Czechs are often described as Europe's most agnostic nation. The Catholic Church, however, is still the country's largest religious denomination, with some three million devotees. Tomas Halik, a former dissident and member of the so-called "underground church" during communism, was secretly ordained as a Catholic priest in Germany. He says the secret police made several attempts to persuade him to collaborate during the communist era.
"I was interrogated several times, and it was an extremely important personal experience for me. The interrogation was a sort of X-ray, where they tried to find out what you wanted out of life, whether you longed for a career, or the chance to travel. And on the other hand it was also a way of finding out what you were afraid of. So on one hand they offered me a prestigious teaching post at a university, and on the other they suggested that if I didn't co-operate, something might happen to my family. After 1989 I got the chance to look at my secret police file, and it seems that after a while they came to the conclusion that I wouldn't be blackmailed, frightened or bribed, so they gave up."Tomas Halik says his refusal to collaborate does not give him the right to judge the actions of others, stressing that he was never tortured or imprisoned for his beliefs.
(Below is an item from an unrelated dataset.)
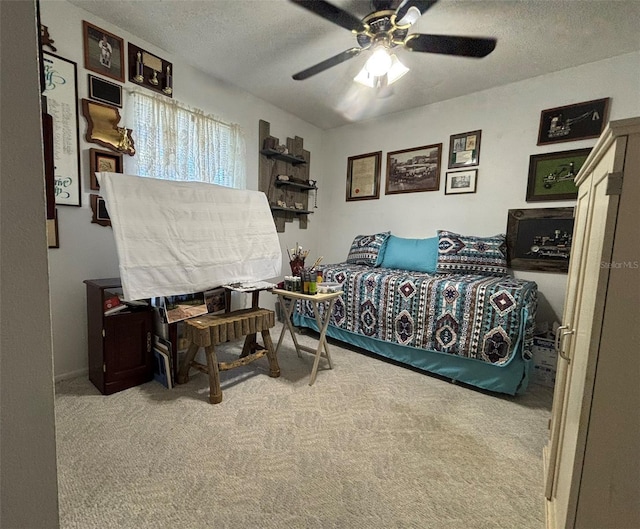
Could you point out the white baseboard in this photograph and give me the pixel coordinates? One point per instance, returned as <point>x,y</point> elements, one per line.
<point>72,374</point>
However he does believe the Wielgus case has been an important cathartic process for Polish Catholicism.
There have been several high profile cases here in the Czech Republic. One of the most notable was in 2004, when the General Secretary of the Czech Bishops Conference, Karel Simandl, resigned after admitting he knowingly collaborated with the secret police. But Martin Horalek, spokesman of the Bishops Conference, told Radio Prague the Czech Roman Catholic Church judged each case on an individual basis.
"The most important thing is to differentiate between individual cases. So in one case you might have a priest who succumbed to enormous systematic pressure and signed a formal agreement on collaboration with the secret police, but never actually informed on anyone. In another - and this was the case with Monsignor Simandl - a person entered the Church as an agent of the secret police, with the explicit aim of informing on his colleagues."
The head of the Czech Catholic Church, Cardinal Miroslav Vlk, has welcomed Monsignor Wielgus's decision to step down. Martin Horalek said the Czech Bishops Conference did not wish to draw comparisons between Poland and the Czech Republic, saying the role of the Catholic Church in the two countries was and remains utterly different. In that he is right. But the Wielgus case is still a reminder of the long shadow cast over Central and Eastern Europe by totalitarian communist regimes.